Terry delivers some paintings to the gallery for Preston. Reggie is apprehensive about her, but Terry kisses him. Preston comes in and sees them, and he storms away angrily. Back at Preston's house, Terry and Preston reconcile. The two succumb to their feelings for each other and finally have sex. An emotional Terry goes to the bathroom where she hallucinates her mother saying that she should complete her revenge on Preston by telling him the truth. She goes back and angrily lashes at Preston, revealing that she is his estranged daughter Emily and that he just had sex with his own daughter. Preston is horrified at what he hears and asks why she did this, which she refuses to share as she berates him.

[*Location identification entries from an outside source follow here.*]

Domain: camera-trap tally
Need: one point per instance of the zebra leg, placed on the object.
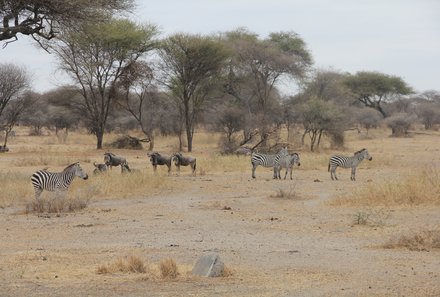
(38, 192)
(333, 173)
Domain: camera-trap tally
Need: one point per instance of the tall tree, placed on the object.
(190, 66)
(45, 19)
(95, 58)
(258, 65)
(375, 89)
(14, 81)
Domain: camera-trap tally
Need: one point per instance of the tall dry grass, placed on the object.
(422, 241)
(15, 188)
(420, 187)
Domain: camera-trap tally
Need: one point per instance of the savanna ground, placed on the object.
(378, 236)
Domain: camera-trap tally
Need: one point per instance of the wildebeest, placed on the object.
(111, 160)
(179, 160)
(158, 159)
(99, 168)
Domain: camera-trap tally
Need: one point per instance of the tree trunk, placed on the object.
(151, 145)
(99, 138)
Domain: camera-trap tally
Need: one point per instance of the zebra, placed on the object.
(111, 160)
(56, 181)
(286, 162)
(266, 160)
(347, 162)
(99, 168)
(158, 159)
(179, 159)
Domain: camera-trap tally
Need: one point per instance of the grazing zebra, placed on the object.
(179, 159)
(266, 160)
(347, 162)
(56, 181)
(111, 160)
(286, 162)
(158, 159)
(99, 168)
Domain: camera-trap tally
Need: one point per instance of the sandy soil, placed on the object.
(300, 246)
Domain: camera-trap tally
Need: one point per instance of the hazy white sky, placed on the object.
(396, 37)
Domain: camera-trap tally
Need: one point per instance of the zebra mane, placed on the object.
(358, 152)
(71, 165)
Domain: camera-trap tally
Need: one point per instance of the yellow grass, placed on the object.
(423, 241)
(420, 187)
(130, 264)
(168, 269)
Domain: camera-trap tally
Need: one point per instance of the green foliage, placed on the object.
(291, 43)
(373, 88)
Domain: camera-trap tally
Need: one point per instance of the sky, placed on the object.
(395, 37)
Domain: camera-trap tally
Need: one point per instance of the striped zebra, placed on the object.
(347, 162)
(266, 160)
(56, 181)
(286, 162)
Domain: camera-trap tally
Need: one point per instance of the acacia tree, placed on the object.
(373, 89)
(14, 82)
(14, 112)
(44, 19)
(139, 97)
(258, 65)
(189, 67)
(95, 58)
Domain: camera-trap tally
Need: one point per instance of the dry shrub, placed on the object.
(421, 188)
(115, 184)
(423, 241)
(289, 194)
(168, 269)
(56, 205)
(15, 188)
(130, 264)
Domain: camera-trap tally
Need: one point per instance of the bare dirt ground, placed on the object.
(296, 246)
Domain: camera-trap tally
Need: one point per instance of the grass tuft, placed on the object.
(168, 269)
(423, 241)
(423, 187)
(130, 264)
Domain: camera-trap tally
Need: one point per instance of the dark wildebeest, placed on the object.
(158, 159)
(179, 160)
(111, 160)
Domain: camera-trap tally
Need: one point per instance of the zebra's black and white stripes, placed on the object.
(286, 162)
(265, 160)
(56, 181)
(347, 162)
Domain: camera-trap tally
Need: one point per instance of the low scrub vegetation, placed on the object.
(288, 194)
(422, 187)
(56, 205)
(130, 264)
(168, 269)
(422, 241)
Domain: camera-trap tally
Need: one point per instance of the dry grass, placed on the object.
(423, 241)
(15, 188)
(56, 205)
(421, 187)
(289, 194)
(168, 269)
(130, 264)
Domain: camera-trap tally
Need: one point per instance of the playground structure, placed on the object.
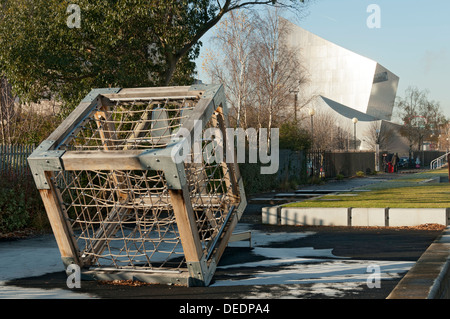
(120, 207)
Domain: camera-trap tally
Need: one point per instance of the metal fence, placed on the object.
(13, 159)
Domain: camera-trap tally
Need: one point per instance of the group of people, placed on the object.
(391, 163)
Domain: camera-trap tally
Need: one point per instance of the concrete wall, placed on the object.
(362, 217)
(429, 278)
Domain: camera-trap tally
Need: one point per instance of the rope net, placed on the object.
(125, 219)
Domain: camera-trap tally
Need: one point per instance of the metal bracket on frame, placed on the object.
(162, 160)
(44, 159)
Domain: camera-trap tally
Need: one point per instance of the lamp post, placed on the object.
(311, 114)
(354, 120)
(295, 103)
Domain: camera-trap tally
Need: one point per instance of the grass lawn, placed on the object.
(404, 192)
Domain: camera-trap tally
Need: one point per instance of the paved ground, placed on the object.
(283, 262)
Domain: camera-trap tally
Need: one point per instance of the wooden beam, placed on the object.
(101, 160)
(58, 221)
(186, 224)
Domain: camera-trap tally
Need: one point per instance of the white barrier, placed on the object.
(333, 216)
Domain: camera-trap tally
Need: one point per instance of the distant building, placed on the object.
(348, 86)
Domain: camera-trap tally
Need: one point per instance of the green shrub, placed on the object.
(360, 174)
(20, 205)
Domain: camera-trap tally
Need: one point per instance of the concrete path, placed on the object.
(282, 262)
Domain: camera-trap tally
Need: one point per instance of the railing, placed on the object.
(439, 162)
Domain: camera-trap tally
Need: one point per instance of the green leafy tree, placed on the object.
(114, 43)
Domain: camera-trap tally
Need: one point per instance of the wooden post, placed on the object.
(186, 223)
(57, 218)
(448, 164)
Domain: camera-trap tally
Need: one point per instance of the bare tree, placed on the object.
(24, 123)
(378, 135)
(276, 72)
(421, 116)
(228, 63)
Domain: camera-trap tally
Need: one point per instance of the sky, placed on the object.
(412, 41)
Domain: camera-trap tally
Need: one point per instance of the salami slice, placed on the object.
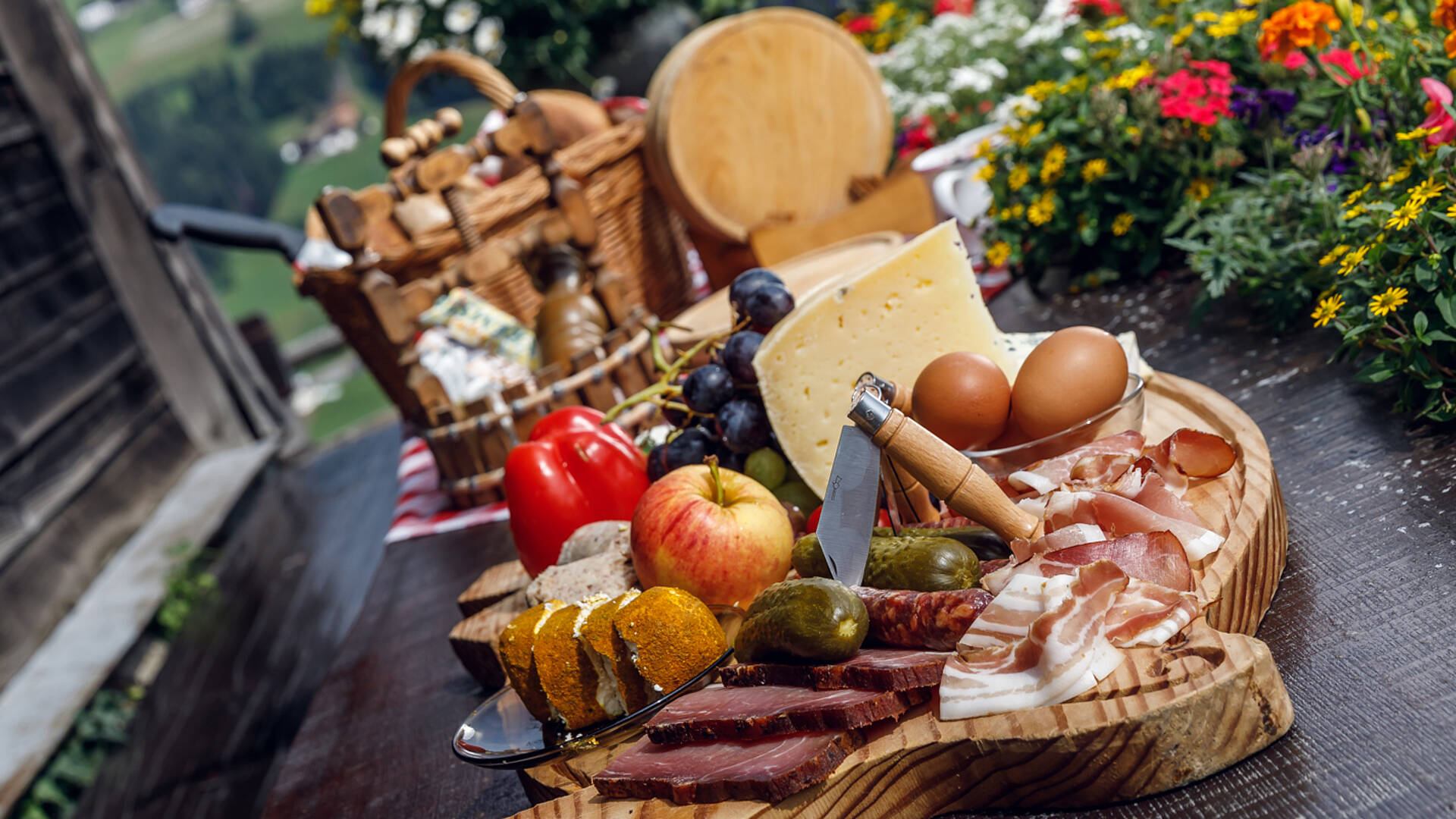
(922, 620)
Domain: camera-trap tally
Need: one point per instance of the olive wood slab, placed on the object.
(1166, 717)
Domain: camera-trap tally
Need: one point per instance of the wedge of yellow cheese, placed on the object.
(890, 319)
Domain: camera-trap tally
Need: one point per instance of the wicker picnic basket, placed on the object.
(593, 194)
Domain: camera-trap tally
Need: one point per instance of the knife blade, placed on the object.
(849, 506)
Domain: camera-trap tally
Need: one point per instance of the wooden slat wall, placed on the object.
(89, 442)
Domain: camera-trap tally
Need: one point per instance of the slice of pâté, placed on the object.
(519, 659)
(672, 634)
(565, 670)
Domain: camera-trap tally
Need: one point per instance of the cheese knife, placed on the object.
(944, 471)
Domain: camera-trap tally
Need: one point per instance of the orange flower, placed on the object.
(1302, 25)
(1445, 14)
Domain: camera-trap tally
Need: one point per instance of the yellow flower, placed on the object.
(1231, 22)
(1131, 76)
(1040, 91)
(1382, 303)
(1327, 309)
(1404, 215)
(1041, 210)
(1400, 175)
(1018, 177)
(998, 254)
(1334, 254)
(1426, 191)
(1416, 134)
(1353, 260)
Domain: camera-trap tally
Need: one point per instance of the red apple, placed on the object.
(712, 532)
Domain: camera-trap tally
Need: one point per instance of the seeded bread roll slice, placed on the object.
(565, 670)
(672, 635)
(519, 659)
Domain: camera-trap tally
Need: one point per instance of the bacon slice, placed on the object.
(1122, 516)
(1147, 614)
(1049, 474)
(1191, 453)
(1057, 659)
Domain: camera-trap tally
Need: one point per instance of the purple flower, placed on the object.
(1279, 101)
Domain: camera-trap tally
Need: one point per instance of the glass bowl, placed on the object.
(1126, 414)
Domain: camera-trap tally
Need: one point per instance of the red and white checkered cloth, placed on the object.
(422, 509)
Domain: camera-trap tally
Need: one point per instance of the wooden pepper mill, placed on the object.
(910, 497)
(570, 319)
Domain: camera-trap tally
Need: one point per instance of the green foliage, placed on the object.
(1260, 240)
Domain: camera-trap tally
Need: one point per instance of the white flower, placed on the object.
(488, 38)
(424, 49)
(375, 25)
(405, 28)
(462, 15)
(979, 76)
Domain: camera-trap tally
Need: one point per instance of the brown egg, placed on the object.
(1071, 376)
(963, 398)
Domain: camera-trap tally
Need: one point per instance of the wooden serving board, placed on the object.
(1166, 717)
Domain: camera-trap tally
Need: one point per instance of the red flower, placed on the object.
(1106, 8)
(1439, 118)
(1347, 66)
(1201, 96)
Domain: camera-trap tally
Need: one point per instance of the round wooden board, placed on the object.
(1166, 717)
(802, 104)
(802, 276)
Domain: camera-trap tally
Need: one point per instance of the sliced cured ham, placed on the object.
(767, 710)
(1122, 516)
(766, 770)
(873, 670)
(1049, 474)
(1147, 614)
(1155, 557)
(1191, 453)
(1059, 657)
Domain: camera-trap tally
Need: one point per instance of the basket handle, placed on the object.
(479, 72)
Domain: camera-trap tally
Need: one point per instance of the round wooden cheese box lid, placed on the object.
(804, 276)
(764, 117)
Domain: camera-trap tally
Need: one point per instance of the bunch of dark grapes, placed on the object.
(720, 410)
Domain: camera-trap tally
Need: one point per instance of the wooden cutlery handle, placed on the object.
(952, 477)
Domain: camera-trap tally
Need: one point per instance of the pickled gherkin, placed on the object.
(814, 620)
(916, 563)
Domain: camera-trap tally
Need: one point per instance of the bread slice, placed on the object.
(519, 659)
(672, 635)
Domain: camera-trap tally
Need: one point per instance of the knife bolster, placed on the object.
(952, 477)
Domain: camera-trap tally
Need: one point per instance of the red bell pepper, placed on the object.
(573, 471)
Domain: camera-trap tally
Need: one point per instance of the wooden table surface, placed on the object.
(1362, 627)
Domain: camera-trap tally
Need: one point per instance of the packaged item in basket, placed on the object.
(476, 322)
(466, 372)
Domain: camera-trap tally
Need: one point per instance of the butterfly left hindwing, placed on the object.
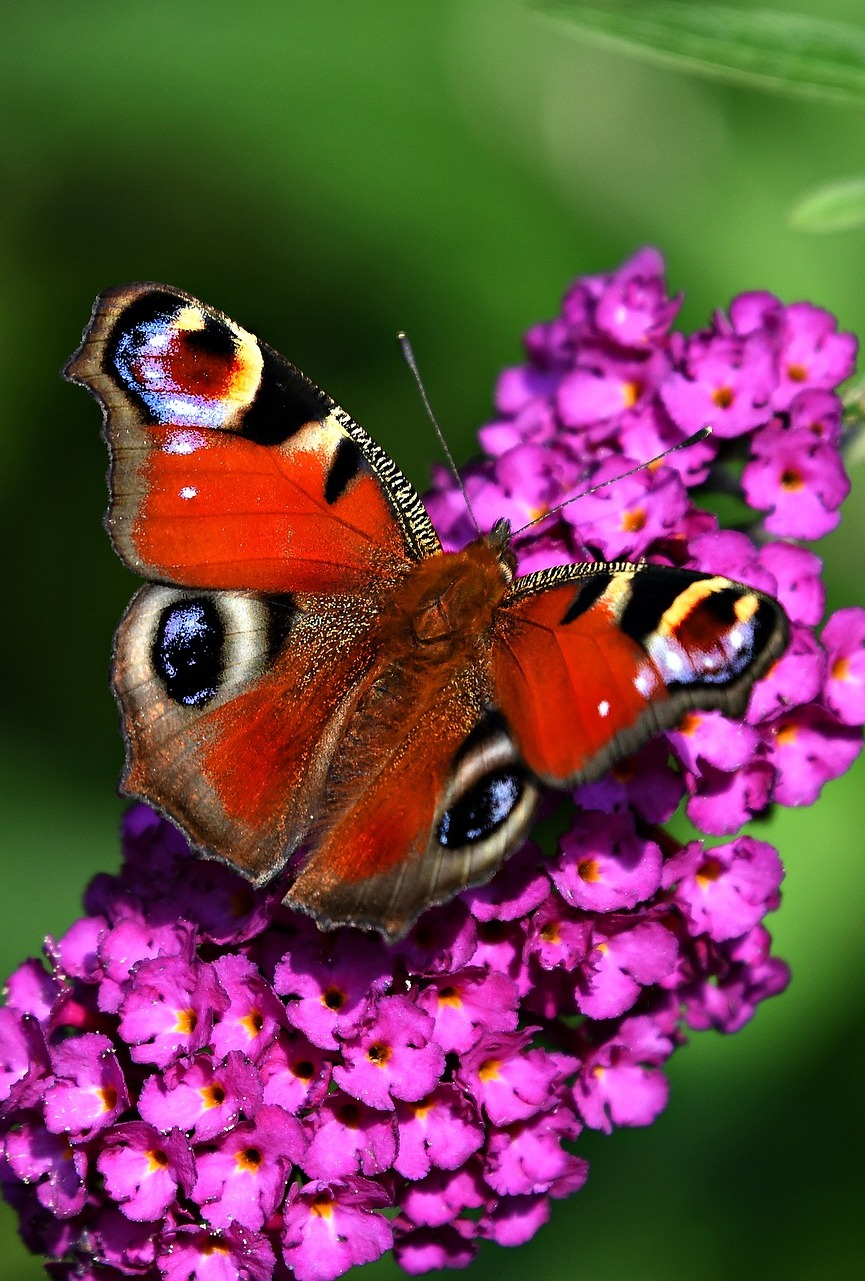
(309, 670)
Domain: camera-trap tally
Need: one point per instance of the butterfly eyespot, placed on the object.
(187, 651)
(201, 646)
(482, 810)
(490, 799)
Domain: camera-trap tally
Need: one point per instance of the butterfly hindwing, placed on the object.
(591, 660)
(232, 703)
(230, 468)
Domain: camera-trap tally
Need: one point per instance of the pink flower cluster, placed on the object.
(200, 1085)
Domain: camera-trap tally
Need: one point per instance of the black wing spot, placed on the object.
(482, 808)
(127, 336)
(213, 340)
(344, 468)
(187, 651)
(651, 596)
(285, 402)
(587, 593)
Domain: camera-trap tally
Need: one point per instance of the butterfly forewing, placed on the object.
(591, 660)
(230, 468)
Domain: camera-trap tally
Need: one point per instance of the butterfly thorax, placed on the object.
(447, 601)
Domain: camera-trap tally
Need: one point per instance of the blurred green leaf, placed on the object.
(836, 206)
(786, 51)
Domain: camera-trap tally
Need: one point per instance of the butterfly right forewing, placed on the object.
(588, 661)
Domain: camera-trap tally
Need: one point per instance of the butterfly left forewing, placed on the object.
(588, 661)
(230, 468)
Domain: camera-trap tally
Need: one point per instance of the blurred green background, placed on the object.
(328, 173)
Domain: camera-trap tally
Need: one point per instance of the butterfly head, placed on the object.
(499, 538)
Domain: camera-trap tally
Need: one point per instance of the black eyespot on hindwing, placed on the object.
(482, 808)
(187, 651)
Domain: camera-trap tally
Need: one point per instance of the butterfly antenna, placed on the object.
(413, 365)
(641, 466)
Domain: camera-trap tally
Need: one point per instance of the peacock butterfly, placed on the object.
(308, 670)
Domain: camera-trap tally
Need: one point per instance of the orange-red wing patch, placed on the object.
(230, 468)
(574, 693)
(219, 510)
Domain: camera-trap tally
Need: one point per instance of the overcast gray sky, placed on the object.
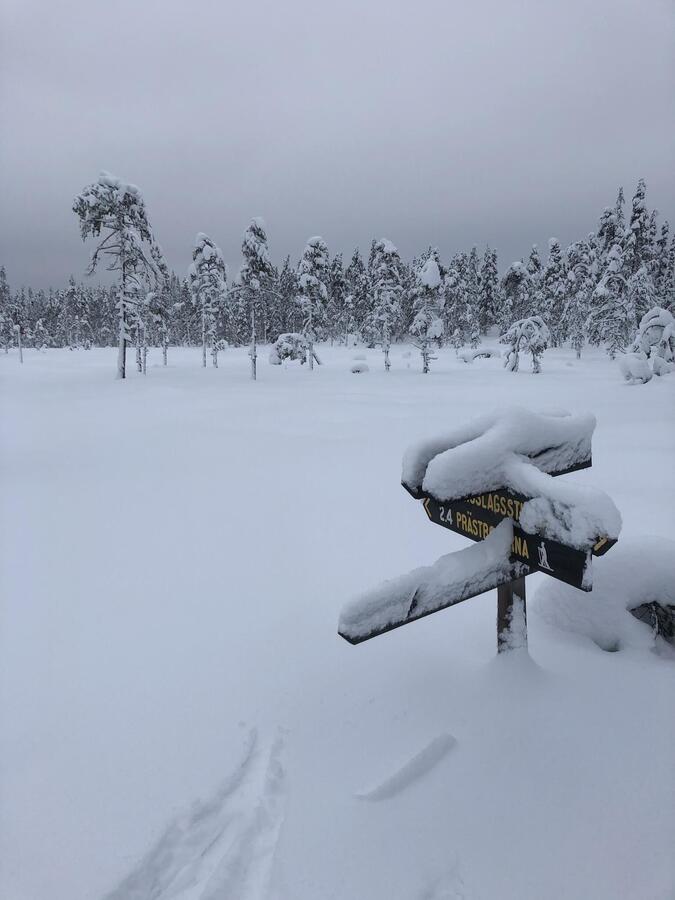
(446, 123)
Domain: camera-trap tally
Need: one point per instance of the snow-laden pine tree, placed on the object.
(337, 292)
(472, 307)
(387, 289)
(516, 295)
(159, 305)
(427, 324)
(635, 244)
(73, 325)
(529, 335)
(253, 278)
(488, 299)
(553, 285)
(358, 289)
(580, 286)
(206, 277)
(455, 292)
(611, 320)
(312, 278)
(116, 209)
(5, 310)
(660, 264)
(640, 293)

This turns out to be a scenario envisioned by Terry, who is still in the bathroom contemplating on what to do next. Having found empathy with Preston, she decides to not reveal the truth to her father and tells him that she loves him before they sleep together. Terry wakes up in the middle of the night, quietly packs her things, and whispers her father goodbye before she leaves Preston and his home while he is asleep.

==Cast==
- Sondra Currie as Terry Nelson / Emily King
  - Michelle D’Agostin as Terry, aged 2
  - Claudia Smillie as Terry, aged 9
- Chris Warfield as Preston King
- Elizabeth Saxon as Victoria Hughes
- John Trujillo as Reggie Gonzales
- Sonny Cooper as Elena
- Gwen Van Dam as Emily Cobb

==Production==
The film was shot in Taos, New Mexico.

==Home media==
On April 4, 2015, Teenage Seductress was released on DVD as part of a drive-in double feature with another movie, 1973's Little Miss Innocence, which had the same director, Chris Warfield.

==Reception==
Third Eye Cinema praised the film, saying it was a "surprisingly respectable acting turn from director Warfield himself". 10kbullets critic, George Pacheco, praised Sondra Currie's performance, saying, "the actress’ natural, ravishing beauty projecting itself in every scene and stealing the show." Daily Grindhouse's critic, Jason Coffman, gave a negative review, saying the film "plays out mostly like a bleak soap opera."